Toplumsal baskılar ve yanlış algılar, ne yazık ki pek çok insanın mağduriyetini devam etmesine neden olmaktadır. Ensesti farkeden ve dava açmadan, ev içinde bunu çözüme kavuşturmaya çalışan aileler, “etraf ne der” , “nasıl insan içine çıkarız” gibi düşüncelerle, istismarcının hakettiği cezayı almasını engellemektedirler. Enseste ve diğer tüm cinsel istimarlara karşı belki de ilk vermemi gereken mücadele, işte bu toplumsal baskılara karşıdır.

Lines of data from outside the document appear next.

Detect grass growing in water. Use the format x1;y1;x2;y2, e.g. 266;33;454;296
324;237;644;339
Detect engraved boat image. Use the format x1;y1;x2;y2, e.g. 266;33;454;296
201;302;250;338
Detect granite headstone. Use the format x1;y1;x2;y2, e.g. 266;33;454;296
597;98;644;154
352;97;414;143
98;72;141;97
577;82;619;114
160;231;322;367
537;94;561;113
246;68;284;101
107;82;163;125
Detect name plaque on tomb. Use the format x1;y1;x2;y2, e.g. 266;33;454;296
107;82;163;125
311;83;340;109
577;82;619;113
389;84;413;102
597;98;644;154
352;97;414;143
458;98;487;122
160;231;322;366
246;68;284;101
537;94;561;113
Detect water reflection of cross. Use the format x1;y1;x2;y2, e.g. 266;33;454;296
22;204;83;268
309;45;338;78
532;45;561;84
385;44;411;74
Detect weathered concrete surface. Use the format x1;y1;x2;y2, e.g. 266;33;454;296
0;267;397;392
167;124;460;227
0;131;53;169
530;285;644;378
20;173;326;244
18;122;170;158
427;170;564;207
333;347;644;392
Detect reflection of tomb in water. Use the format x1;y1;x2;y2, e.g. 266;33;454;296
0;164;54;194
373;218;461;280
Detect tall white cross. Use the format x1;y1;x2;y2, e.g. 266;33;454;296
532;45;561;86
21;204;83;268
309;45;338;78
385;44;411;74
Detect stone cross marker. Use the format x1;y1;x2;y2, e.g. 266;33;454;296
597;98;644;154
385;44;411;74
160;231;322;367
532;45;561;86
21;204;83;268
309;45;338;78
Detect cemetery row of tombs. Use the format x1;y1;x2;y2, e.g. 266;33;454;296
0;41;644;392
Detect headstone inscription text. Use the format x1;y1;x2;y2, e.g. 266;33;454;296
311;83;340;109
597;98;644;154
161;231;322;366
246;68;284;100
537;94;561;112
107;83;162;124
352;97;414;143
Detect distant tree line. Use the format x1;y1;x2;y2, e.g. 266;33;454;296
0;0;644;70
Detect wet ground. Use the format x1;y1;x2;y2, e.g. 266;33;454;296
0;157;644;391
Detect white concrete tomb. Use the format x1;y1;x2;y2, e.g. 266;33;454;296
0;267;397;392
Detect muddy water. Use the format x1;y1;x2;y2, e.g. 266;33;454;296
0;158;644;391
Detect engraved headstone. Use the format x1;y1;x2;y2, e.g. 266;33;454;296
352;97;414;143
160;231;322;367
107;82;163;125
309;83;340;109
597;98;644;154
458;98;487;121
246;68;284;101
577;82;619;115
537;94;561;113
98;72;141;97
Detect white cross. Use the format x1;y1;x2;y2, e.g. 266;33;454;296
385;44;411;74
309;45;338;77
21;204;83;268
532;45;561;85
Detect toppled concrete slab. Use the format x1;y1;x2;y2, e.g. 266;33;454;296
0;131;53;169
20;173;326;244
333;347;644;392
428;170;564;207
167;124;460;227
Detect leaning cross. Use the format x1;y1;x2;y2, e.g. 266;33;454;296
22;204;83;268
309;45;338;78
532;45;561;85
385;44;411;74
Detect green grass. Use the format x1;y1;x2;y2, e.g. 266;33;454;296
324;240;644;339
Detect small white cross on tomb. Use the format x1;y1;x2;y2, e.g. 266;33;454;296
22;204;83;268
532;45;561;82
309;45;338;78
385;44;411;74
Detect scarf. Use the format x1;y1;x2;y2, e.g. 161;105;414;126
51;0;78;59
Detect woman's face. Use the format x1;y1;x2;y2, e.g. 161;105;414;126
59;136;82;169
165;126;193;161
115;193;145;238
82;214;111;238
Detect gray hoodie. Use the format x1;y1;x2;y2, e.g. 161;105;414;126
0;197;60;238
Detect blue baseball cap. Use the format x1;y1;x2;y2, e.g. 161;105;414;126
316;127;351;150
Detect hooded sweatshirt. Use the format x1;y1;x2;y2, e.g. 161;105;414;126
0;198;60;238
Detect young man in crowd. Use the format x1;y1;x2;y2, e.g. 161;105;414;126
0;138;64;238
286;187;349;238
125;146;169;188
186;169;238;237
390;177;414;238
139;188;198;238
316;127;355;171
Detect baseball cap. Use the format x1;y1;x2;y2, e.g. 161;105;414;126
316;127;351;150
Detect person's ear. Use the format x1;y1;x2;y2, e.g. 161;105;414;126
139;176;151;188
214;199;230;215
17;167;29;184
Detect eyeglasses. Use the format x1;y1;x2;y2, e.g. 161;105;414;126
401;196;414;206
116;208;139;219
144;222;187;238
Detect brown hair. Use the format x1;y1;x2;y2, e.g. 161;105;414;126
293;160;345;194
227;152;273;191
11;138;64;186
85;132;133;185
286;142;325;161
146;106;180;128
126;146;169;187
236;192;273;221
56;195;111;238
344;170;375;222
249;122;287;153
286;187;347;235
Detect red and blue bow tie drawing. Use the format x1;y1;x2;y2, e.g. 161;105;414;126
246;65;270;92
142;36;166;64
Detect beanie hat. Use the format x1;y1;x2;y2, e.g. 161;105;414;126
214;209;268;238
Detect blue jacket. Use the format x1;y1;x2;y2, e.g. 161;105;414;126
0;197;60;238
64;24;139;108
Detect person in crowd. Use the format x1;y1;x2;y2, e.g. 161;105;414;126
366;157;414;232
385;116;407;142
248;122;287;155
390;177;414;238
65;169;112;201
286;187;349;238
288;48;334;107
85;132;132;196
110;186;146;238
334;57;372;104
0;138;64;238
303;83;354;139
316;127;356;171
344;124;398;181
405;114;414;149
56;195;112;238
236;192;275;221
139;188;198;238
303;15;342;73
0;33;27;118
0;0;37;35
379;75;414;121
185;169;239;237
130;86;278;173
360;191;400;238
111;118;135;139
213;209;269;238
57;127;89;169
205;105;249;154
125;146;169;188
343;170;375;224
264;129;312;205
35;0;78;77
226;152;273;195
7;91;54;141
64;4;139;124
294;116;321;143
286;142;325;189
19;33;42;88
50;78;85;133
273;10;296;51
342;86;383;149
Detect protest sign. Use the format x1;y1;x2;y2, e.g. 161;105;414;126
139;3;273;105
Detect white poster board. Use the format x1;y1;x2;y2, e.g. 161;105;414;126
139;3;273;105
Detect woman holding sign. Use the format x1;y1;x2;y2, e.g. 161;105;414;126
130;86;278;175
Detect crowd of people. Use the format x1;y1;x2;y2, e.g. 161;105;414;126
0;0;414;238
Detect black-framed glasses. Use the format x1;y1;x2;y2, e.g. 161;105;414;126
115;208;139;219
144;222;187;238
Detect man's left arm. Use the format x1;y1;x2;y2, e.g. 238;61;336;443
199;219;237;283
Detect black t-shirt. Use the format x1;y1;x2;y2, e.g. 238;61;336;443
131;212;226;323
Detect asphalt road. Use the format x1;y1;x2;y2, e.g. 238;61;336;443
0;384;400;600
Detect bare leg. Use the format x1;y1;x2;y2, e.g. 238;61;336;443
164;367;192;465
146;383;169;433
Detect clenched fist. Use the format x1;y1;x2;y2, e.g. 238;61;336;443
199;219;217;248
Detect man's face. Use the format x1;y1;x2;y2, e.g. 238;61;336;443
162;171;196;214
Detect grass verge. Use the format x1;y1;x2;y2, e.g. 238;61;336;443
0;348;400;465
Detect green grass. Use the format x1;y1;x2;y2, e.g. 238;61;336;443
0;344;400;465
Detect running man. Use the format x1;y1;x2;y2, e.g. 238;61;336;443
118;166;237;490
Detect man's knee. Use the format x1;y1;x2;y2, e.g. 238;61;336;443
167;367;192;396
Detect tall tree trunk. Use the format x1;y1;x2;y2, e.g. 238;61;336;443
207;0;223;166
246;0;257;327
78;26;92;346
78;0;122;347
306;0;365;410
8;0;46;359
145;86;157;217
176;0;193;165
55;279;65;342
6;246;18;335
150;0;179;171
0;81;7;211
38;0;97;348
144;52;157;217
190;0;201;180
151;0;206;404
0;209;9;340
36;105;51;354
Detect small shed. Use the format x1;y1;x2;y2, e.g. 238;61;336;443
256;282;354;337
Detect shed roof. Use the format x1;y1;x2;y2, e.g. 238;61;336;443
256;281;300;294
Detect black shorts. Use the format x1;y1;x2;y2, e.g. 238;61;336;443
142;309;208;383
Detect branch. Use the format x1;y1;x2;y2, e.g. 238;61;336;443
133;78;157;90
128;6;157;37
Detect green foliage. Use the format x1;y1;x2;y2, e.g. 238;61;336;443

Bölgeden bölgeye farklılık göstermekle birlikte, son adım olarak başvurulan kolluk kuvvetlerinin ve yargı mensuplarının da, çok yanlış düşünceler ve inanışlar içerinde hareket edebildiklerini görüyoruz. Yaşananların mağdurun suçu olduğunu, dava açmayarak aile bütünlüğünün korunması gerektiğini, yanlış anlaşılma olmuş olabileceğini savunan kolluk kuvvetlerine dair örnekler fazlaca mevcuttur.
Ensest vakaların ortaya çıkmasında belki de en büyük rolü okullar ve sağlık kuruluşları oynamaktadır. Okullarda görevli eğitim personellerinin çocuklardaki fiziksel ve ruhsal belirtilere karşı daima gözlemde olmaları ve çocuklarla yakın dialoglar kurabilmeleri önemlidir. Adli mercilere intikal eden pek çok davada, ensest sırrını ortaya çıkaran bir öğretmen ya da doktor olmuştur. Doktor muayene sırasında, cinsel istismara dair bir bulgu ya da şüpheye rastladığında, derhal bunu bildirmek zorundadır.
Ensest istismarlarını tamamen ortadan kaldırmak mümkün olmasa bile, saklı kalmasına neden olan faktörleri ortadan kaldırabiliriz. Hükümetin, eğitim kurumlarını, sağlık kuruluşlarını , kadın destek birimlerini ve din görevlilerini, organize bir şekilde harekete çağırmasıyla çok büyük yol katedilebileceğine inanıyoruz.